I offer below only bare bones information from the reviews. I have added editor updates with data not available at that time for 2021-22 chronic absenteeism and SOL results from the School Quality Profiles:

  • Danville – 11 schools; 2 accredited; 9 accredited with conditions. DCPS in 2018-2022 received $810,465 in federal School Improvement Grant (SIG) funds. (Editor’s update: in 2021-22 chronic absenteeism jumped from 22.5% to 28.7% and SOL assessments in math fell even further behind state levels);
  • Greensville County – 8 schools; none accredited; 8 accredited with conditions. GCPS received a total of $553,343 in 2018-2022 SIG funds.  (Editor’s update: in 2021-22 chronic absenteeism soared to from 18.1% to 28.3% and SOL assessments in reading and math did not improve relative to state levels).
  • Petersburg – 6 schools; 1 accredited; five accredited with conditions. PCPS received a total of $5,009,262 in 2018-2022 SIG funds. (Editor’s update: in 2021-22 chronic absenteeism jumped from 32.7% to 38.8% and the SOL assessments in reading and math, unsurprisingly, were the worst in the state, falling even further behind state averages).
  • Prince Edward County – 3 schools; 0 accredited; 3 accredited with conditions. PECPS received a total of $464,314 in 2018-2022 SIG funds. (Editor’s update: in 2021-22 chronic absenteeism declined slightly to a still unacceptable 34.8% and SOL assessments in reading and math, while still below state averages, improved significantly in that comparison. Think what those teachers could do if the division got truancy under control.)
  • Richmond City – RPS was noted to have not updated its Corrective Action Plan since September 21, 2018 – 43 schools; 20 accredited; 23 accredited with conditions.

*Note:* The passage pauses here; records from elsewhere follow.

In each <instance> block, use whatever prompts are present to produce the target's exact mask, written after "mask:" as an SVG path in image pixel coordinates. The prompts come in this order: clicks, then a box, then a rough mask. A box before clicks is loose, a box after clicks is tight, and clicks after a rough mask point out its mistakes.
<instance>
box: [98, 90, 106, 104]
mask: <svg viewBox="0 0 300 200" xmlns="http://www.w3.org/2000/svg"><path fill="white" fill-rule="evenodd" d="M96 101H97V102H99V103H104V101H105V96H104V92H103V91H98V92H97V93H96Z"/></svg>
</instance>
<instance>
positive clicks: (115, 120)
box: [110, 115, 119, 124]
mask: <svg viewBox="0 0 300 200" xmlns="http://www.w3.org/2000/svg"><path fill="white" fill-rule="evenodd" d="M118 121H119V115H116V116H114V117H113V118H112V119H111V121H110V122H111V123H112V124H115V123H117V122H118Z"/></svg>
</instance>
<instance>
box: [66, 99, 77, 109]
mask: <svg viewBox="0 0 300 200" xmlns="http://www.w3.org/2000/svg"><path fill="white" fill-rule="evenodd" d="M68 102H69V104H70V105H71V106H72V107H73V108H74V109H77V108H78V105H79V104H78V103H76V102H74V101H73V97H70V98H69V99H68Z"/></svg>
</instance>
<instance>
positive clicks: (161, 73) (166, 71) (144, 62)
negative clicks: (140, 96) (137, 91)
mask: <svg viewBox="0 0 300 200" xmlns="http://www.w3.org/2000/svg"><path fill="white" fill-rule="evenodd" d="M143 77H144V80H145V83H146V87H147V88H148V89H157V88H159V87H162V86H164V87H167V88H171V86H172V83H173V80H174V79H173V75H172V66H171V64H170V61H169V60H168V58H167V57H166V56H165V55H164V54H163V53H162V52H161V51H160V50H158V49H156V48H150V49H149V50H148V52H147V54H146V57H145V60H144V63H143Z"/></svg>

RPS received a total of $3,916,670 in 2018-22 SIG funds. (Editor’s update: in 2021-22 chronic absenteeism soared from 15.5% reported in 2020-21 to 27.7% in 2021-22.  SOL assessments in reading and math declined even further from state levels.

Petersburg schools had the worst SOL results in the state in reading, writing and math this past spring. That proved a boon to RPS, which just edged out Petersburg and otherwise would have been dead last in those assessments.

I expect VDOE and its OSQ have already trained their attention on RPS, whose headquarters is but a seven-minute walk.

But it will require a constitutional amendment for Virginia to take over failing school divisions. Petersburg and Richmond School Boards, to name just two, have continued to run their schools regardless of decades of well-documented failures.

The fact that they can continue to do so forever in Virginia without improvement is a testament to the need for that constitutional amendment to save future generations of children.

And a change to the charter school law.